Over the last year, there has been a push to transition FIST into the marketplace. Research transition is tough, as DHS has found in many cases over the years. Unlike other agencies and components, such as the military branches, the homeland security and law enforcement marketplace is heavily fragmented and with limited resources. It makes it difficult to take good, workable ideas from prototype to production. As big of a challenge as creating an innovative piece of technology is finding a way to produce it in line with operational and funding realities. A local Sheriff’s office, for example, does not have an endless amount of funding and time to bring in expensive technologies and then train deputies to use them. For that matter, neither does the U.S. Border Patrol.

What’s needed is a simpler, cheaper solution, and based on the proof of concept testing, FIST appears to be that solution.

“It’s ideal for smaller law enforcement agencies because it can unify operations and reporting and scale capability, creating a force multiplier,” said Ivan Cardenas, technical director of the Kestrel Technology Group, which is helping to bring FIST to market. “It is a sophisticated system, but it is easier to use than the complexity suggests.”

There are a few moving parts here. There are applications that allow off-the-shelf technologies to record and report intelligence, such as the location of a breach in the border fence or evidence of people moving through the rugged terrain. There are existing law enforcement and Border Patrol network capabilities (or cloud-based tools) that store that information. The secret sauce, however, is the complex digital architecture that allows real-time control and fusion of multiple information sources in a way that supports the mission. This is the one thing that has been missing from the border communications and intelligence efforts, and it’s why DHS has struggled to address the challenges to this point. The innovation is in the complexity, and FIST makes it simple.

Of course, that complex innovation is for naught if the agents in the field cannot transmit and receive intelligence. Enter SiRRAN Communications, another stakeholder at the proof of concept test in Arizona.

“We often forget that without network access, we’re blind,” said SiRRAN’s Director of Sales Mark Briggs. “Our technology brings that cell network to anywhere that it is needed.”

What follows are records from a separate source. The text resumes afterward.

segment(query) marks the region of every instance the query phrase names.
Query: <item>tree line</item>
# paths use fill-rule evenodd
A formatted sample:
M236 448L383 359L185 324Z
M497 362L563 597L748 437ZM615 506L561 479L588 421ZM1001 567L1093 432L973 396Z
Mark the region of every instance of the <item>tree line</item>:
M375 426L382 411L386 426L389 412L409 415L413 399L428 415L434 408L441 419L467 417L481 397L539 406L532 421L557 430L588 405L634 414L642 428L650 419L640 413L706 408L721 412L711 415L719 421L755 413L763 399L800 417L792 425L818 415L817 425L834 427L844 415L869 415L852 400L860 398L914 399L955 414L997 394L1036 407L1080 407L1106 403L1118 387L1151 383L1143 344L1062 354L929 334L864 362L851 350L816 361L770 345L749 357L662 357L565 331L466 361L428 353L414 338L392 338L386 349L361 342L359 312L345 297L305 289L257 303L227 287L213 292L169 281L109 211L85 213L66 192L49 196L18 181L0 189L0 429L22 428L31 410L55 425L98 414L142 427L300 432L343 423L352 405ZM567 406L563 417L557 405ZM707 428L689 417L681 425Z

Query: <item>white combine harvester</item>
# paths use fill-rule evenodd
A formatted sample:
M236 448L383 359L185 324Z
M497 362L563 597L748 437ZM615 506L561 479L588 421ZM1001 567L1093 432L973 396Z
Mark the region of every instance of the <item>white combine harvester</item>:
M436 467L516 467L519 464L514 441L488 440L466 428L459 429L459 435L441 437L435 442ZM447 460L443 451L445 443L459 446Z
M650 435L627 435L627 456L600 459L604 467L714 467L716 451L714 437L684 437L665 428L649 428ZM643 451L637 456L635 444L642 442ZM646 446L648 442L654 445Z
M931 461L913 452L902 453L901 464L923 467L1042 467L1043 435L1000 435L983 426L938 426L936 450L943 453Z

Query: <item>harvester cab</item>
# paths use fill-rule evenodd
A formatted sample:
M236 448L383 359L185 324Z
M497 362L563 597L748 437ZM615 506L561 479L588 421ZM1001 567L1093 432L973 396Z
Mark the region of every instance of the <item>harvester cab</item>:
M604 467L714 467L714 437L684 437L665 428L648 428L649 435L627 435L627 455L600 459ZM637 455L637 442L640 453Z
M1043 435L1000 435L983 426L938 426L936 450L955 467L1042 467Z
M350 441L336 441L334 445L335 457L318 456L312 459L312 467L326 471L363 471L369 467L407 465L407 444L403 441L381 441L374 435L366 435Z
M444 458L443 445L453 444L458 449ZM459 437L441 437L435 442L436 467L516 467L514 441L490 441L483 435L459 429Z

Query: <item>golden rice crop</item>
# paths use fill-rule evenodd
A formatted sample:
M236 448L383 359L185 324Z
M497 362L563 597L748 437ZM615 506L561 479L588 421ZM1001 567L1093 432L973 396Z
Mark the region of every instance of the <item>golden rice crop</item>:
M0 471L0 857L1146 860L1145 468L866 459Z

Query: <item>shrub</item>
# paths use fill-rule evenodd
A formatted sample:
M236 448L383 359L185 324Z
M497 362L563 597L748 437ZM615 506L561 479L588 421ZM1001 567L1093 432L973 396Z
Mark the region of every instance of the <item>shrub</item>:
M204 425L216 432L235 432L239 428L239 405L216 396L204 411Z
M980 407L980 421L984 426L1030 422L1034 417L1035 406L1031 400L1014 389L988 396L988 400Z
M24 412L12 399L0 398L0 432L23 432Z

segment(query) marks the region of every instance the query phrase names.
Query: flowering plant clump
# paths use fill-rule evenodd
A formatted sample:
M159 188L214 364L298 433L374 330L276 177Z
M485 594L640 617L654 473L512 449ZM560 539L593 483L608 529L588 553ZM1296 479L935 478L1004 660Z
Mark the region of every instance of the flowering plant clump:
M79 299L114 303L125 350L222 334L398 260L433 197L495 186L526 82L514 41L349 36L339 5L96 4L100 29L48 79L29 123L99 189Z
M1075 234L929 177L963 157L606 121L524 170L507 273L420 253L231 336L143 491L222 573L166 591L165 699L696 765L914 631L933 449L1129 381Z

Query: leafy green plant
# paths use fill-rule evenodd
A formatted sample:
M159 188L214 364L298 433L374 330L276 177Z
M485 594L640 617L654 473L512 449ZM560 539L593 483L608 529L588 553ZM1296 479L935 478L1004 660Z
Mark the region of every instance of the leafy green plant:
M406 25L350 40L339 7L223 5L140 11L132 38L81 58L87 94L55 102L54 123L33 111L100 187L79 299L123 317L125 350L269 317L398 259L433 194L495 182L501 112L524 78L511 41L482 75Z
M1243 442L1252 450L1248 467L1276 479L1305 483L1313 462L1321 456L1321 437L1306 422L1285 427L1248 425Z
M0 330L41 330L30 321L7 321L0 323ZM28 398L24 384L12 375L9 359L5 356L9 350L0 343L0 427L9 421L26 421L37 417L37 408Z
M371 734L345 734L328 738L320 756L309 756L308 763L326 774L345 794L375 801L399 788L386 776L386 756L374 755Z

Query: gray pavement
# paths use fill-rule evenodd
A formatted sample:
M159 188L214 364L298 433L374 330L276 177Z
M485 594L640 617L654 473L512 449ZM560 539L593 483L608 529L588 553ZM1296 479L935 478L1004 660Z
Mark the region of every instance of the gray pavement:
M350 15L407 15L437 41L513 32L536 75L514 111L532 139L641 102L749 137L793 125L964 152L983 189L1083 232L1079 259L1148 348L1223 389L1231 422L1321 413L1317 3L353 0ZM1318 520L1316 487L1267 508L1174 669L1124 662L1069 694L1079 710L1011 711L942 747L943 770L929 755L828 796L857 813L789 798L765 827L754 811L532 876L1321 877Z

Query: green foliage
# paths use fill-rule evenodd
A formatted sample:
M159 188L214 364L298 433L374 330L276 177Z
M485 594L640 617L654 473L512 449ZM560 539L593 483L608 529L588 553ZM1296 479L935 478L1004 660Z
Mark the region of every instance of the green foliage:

Briggs describes this technology as a portable, battery powered cell network—a network in a box. It creates a local, closed network that any agent within range can access to communicate and record intelligence. The unit provides local communication in areas where there is no coverage, and if there is no way to access the communications grid, it captures intelligence and transmits it to the larger repository as soon as it finds a signal.

The lesson here is not just that FIST is a workable system to satisfy the mission needs of America’s border security and law enforcement professionals. It’s also that the answer to the communications challenges along the border will not come in the form of $1 billion worth of cell towers built under DHS management. If it were, we would have solved this problem by now. The fact that we have not reveals that the ultimate solution is necessarily complex and multifaceted while also being easy to use and in-line with realistic operating budgets.

Perhaps the most important lesson, however, is that there are real tools that our Border Patrol and law enforcement officers could be using. Right now there are thousands of men and women on the border, and until we give them the tools they need to do their job, it will make border security and the safety of our frontline heroes difficult to sustain.